HIV陽性の医療職の扱い
以前に取り上げたHIV陽性が判明した看護師の退職勧告(疑惑)については、中日新聞の別のページで詳しく掲載されていた。
この記事に登場する副施設長は、
施設では入浴の介助などもあり、車いすでけがをして血を流す職員もいる。本人は「感染していることを周囲の職員には伏せてほしい」と希望したが、何かあったとき対応に困る。
「HIVの知識はない。(病院の医師との)連携も、全くなかった。」
この施設では、血液に素手で触るようなケアを積極的に推奨しているのだろうか?
普通、血液(体液)に触れなければいけない場面があれば、手袋をするのが普通だろうし、もし突発的に触れてしまったら、感染者であろうとなかろうと検査を後日行うはずであり、HIVだからと言って前もって他の職員に伝えなければならない理由にはならないだろう。

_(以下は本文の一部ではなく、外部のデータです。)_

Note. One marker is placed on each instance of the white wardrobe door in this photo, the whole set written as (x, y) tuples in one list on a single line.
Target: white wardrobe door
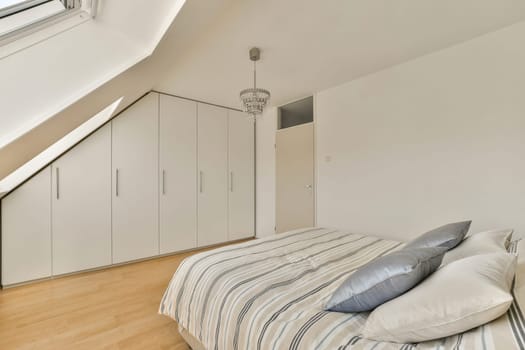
[(242, 176), (178, 174), (81, 209), (135, 181), (26, 231), (213, 175)]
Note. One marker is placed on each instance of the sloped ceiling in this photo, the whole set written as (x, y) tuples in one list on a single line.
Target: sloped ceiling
[(307, 46), (34, 136)]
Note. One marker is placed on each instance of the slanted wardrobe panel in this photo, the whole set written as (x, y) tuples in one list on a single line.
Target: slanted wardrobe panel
[(242, 178), (178, 174), (135, 181), (81, 205), (26, 231), (213, 175)]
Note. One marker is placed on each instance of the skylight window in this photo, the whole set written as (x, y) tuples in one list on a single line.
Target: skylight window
[(15, 15)]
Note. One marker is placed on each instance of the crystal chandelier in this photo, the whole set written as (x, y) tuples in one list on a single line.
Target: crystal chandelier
[(254, 99)]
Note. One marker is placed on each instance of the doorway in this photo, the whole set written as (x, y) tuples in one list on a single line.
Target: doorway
[(294, 154)]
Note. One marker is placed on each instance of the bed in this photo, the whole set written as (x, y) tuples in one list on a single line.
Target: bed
[(269, 294)]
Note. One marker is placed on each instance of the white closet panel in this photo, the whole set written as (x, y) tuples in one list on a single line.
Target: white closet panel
[(213, 175), (135, 181), (178, 174), (26, 231), (242, 176), (81, 209)]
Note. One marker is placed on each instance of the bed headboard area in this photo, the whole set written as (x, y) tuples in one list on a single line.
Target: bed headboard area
[(431, 141)]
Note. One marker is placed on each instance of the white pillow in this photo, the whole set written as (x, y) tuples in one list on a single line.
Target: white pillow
[(479, 243), (460, 296)]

これについては、厚労省も早めの対応を取ったようで、4月30日付で「職場におけるエイズ問題に関するガイドライン」を改正し、対象外としていた医療機関でもガイドラインの趣旨に従うよう指導の徹底を求めたとのこと(東京新聞5月7日)
しかし、長妻大臣の
これについては医療機関以外について決めたガイドラインはありますが、医療関係については一般の組織よりも高度な医療知識を持っておられるので、それはそこで検討いただこうという趣旨でガイドラインを策定されたと聞いております。ただ、一般の組織に適用されているガイドラインも、必要最小限のものと考えておりまして、基本的にはガイドラインの趣旨に沿って、医療機関も行動して欲しいというのが我々の考え方です。つまり、医療機関はある意味ではそれに上乗せするようなガイドラインを検討していただくという趣旨ですので、基本的には今ある一般的な組織に適用されているガイドラインで書かれていることは、医療機関としてもガイドラインの範疇で行動して欲しいということです。
というコメント(厚生労働省長妻大臣閣議後記者会見概要4月30日)は当然の内容であるものの、だったら前からやっておこうよというか、お役所的という印象はぬぐえません。